Sunday, October 9, 2011

Is 'Aakash' the Limit in Tablet Computing?

A brilliant thing happened this week. India launched its android tablet. It comes equipped, as the Associated Press video attached below illustrates, a color screen and allows word processing, web browsing and videoconferencing. But the best thing is its price: just $35.

Can it compete with the likes of iPad? Most likely not. But competing with iPad is not what the tablet named Aakash, sky in Hindi, is supposed to do. Rather it is aimed at students, not the tech-savvy ones fortunate enough to be born into well-off households but the impoverished students in rural hinterlands of India who unfortunately lack access to both good schooling and technology.
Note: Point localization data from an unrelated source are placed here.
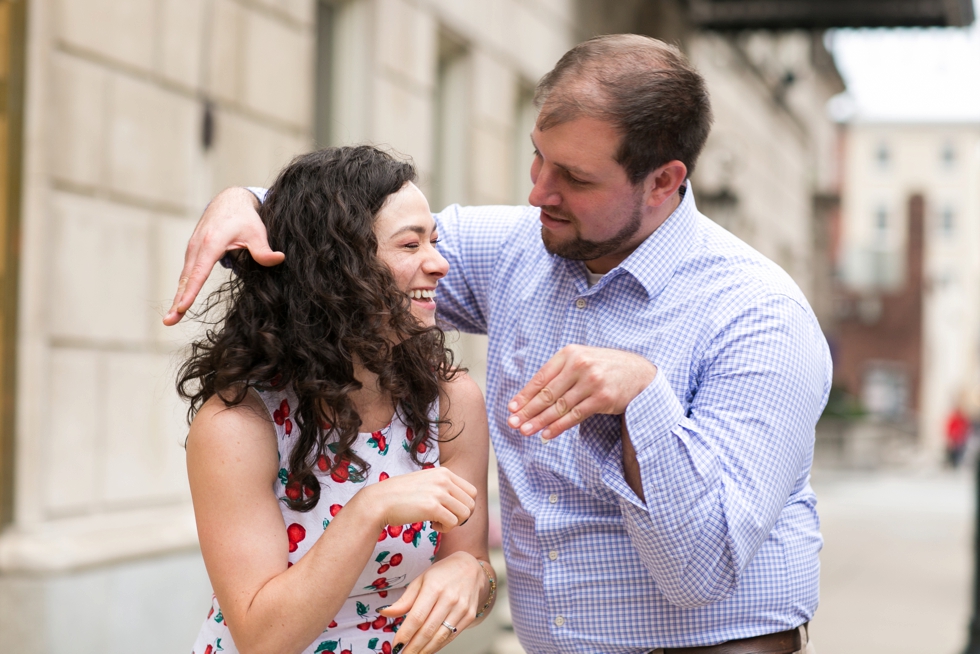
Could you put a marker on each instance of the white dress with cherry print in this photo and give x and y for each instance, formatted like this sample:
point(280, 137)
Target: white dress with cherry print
point(401, 554)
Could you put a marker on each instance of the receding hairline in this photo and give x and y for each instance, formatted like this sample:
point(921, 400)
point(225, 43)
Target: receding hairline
point(574, 87)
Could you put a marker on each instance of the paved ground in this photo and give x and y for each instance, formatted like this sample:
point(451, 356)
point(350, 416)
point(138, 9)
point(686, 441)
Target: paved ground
point(896, 566)
point(897, 561)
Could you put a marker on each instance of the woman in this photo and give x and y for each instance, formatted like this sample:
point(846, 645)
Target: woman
point(335, 453)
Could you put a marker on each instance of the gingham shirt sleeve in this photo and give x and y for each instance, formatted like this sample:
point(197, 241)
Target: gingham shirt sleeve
point(470, 238)
point(716, 478)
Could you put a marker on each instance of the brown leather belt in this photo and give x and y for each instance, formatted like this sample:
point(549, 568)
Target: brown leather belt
point(784, 642)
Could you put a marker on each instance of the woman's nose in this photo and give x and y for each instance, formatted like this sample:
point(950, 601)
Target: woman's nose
point(436, 265)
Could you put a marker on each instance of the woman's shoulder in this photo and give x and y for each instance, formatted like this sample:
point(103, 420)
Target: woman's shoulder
point(218, 424)
point(461, 393)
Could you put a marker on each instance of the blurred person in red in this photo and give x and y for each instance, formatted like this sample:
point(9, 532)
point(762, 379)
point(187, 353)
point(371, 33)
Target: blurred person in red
point(957, 433)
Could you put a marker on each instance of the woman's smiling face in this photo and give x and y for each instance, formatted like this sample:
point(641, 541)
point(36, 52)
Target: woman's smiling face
point(406, 234)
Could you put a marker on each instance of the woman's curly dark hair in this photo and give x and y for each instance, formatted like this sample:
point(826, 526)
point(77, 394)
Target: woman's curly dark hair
point(301, 324)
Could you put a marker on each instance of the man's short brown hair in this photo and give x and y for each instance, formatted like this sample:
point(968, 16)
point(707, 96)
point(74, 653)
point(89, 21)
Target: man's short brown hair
point(646, 88)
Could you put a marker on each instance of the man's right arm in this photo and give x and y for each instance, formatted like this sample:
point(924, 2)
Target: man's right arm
point(230, 222)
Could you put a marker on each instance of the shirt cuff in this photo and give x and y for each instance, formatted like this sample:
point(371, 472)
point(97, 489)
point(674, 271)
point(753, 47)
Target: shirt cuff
point(649, 418)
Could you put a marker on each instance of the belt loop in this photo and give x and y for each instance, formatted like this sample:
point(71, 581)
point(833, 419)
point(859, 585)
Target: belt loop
point(804, 630)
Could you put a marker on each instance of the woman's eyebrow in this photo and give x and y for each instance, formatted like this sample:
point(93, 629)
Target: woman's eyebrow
point(418, 229)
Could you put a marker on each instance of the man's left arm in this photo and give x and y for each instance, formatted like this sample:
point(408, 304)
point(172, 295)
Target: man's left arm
point(700, 490)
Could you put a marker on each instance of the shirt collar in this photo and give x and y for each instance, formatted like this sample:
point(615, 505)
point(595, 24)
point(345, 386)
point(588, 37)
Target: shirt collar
point(653, 263)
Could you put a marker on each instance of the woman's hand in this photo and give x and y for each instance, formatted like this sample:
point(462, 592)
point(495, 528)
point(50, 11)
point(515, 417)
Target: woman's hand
point(452, 590)
point(435, 495)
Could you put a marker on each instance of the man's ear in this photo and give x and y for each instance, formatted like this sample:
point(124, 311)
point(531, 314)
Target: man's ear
point(661, 184)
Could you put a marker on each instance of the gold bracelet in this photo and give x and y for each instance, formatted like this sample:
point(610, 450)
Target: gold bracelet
point(493, 589)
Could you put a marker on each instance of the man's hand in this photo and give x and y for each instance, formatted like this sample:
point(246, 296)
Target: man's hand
point(576, 383)
point(230, 222)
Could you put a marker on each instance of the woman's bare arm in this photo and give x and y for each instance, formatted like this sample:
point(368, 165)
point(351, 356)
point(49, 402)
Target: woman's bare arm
point(456, 587)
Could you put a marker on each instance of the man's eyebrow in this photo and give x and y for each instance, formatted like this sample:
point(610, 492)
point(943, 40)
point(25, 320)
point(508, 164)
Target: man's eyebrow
point(578, 172)
point(418, 229)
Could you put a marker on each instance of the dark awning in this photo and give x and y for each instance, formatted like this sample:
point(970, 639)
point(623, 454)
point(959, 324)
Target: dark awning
point(823, 14)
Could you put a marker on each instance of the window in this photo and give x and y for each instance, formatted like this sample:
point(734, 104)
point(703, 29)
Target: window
point(883, 156)
point(947, 220)
point(948, 155)
point(525, 117)
point(342, 72)
point(450, 180)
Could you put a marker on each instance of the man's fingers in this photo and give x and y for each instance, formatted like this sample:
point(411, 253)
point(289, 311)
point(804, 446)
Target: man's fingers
point(266, 256)
point(541, 379)
point(552, 396)
point(569, 408)
point(576, 415)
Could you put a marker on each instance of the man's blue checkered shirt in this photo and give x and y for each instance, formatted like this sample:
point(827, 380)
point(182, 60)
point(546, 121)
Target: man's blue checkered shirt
point(725, 545)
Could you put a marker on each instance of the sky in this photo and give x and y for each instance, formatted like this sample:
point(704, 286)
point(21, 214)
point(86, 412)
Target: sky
point(908, 75)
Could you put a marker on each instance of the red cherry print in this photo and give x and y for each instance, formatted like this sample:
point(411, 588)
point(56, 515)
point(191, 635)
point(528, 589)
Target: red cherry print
point(341, 474)
point(296, 533)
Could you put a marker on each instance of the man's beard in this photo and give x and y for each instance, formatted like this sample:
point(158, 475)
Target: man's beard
point(580, 249)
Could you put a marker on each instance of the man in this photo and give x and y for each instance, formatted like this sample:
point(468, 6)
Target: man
point(674, 376)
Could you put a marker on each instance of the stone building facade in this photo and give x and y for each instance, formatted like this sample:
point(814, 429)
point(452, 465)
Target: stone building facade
point(135, 112)
point(900, 176)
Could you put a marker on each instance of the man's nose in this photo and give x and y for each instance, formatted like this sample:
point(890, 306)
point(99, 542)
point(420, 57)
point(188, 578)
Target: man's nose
point(543, 194)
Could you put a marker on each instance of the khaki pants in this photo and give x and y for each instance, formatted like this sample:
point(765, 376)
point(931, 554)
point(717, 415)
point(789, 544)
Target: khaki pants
point(808, 647)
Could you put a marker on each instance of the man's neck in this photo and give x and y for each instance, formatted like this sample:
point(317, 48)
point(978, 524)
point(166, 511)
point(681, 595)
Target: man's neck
point(658, 217)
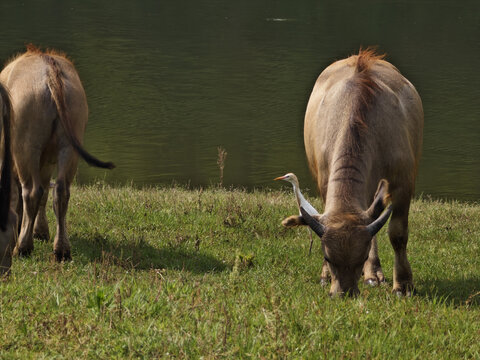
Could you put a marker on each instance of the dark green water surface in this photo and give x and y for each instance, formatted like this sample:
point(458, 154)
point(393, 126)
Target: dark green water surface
point(170, 81)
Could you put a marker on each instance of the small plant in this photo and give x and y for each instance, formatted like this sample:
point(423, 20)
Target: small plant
point(222, 156)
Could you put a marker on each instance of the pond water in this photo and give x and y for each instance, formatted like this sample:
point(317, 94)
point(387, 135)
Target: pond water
point(168, 82)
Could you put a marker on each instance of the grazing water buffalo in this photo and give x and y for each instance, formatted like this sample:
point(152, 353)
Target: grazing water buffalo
point(8, 218)
point(363, 139)
point(51, 113)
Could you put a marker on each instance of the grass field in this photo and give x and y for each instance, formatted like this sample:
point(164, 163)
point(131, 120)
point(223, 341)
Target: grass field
point(176, 273)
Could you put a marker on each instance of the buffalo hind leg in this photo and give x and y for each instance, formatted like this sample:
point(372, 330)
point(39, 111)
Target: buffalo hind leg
point(372, 269)
point(32, 193)
point(67, 166)
point(7, 243)
point(398, 233)
point(40, 229)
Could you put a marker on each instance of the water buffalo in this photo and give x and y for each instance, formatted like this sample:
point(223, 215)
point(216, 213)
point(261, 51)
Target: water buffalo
point(8, 218)
point(363, 138)
point(51, 114)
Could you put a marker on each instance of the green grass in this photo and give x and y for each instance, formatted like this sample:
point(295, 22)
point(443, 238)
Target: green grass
point(176, 273)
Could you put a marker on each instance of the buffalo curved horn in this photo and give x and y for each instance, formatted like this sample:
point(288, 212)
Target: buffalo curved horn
point(313, 223)
point(375, 226)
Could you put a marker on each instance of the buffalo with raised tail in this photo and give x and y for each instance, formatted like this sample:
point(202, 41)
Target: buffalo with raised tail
point(363, 137)
point(51, 114)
As Kapil Sibal, Indian minister for Human Resource and Development, said at the launch of the tablet,  Aakash is "for all those who are marginalized."


 
So why is the development of a $35 tablet heartening for India? Well, it is because of Aakash's potential of aiding development of India. India, after all, is a nation of over a billion people and the majority of these 1.17 billion people are young. With a median age of just 25, the young population of India will prove pivotal in driving the economic growth of their country in the next few decades. An educated workforce will also provide India a comparative advantage vis-à-vis other emerging economies like China whose populations are relatively ageing. But India is also a poor country with a per-capita income of just about $3100. And with almost 70% of Indian population living in villages, providing quality education to those students in rural areas is especially a challenge for the Indian government.  A very low-cost tablet, Aakash can help the Indian government overcome this challenge by opening the world of the Internet to students who otherwise would not have access to it. These students will also benefit from pre-recorded lectures accessible from their tablets as well as from videoconferencing facilities that could help create virtual classrooms where a student sitting in rural India could instantly connect to a well-qualified teacher or a tutor sitting in Bangalore or Mumbai.  

And because a tablet computer is infinitely cooler than traditional books and blackboards, Aakash could also succeed where many other have failed: making students more motivated to study!